Oh man, I’m totally nerding out right now. With O, I try my best to practice something called mindful parenting (more commonly known as RIE). I discovered it in school and putting it to use now makes so much wonderful, heart-happy sense to me. Anyways, I follow a FB parent group of parents who share a similar interest in RIE and people often post to it sharing their observations, struggles and/or triumphs. Yesterday, I posted this to it’s wall and a lot of people loved it… but not only that, one of the main ‘flag bearers’ of RIE these days, Janet Lansbury, liked it and asked if she could share.
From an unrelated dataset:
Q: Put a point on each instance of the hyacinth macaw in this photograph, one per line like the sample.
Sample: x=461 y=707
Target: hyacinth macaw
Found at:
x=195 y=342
UM, YES! Our little guy is now famous, lol! Or my whimsical shenanigans are. One of the two.

Observe, wait, trust, and enjoy! A lovely example of the power of nature… indoors!

Sarah shared her success:

“Thank you, RIE! Five minutes before taking this photo I was thinking to myself that I needed to find something to fill this space in my LO’s room. I then noticed him looking at it too, however, and realized he was intently watching the shadows dance across the wall from the swaying trees outside the window. Before, I might have thought him bored, but for forty five minutes he kept coming back to the sight, becoming very still as he watched the moving shapes and silhouettes bounce across the wall. Eventually, the sun moved on and as did his interest… but it seems this space already has exactly what it needs: a canvas for watching darkness and light.”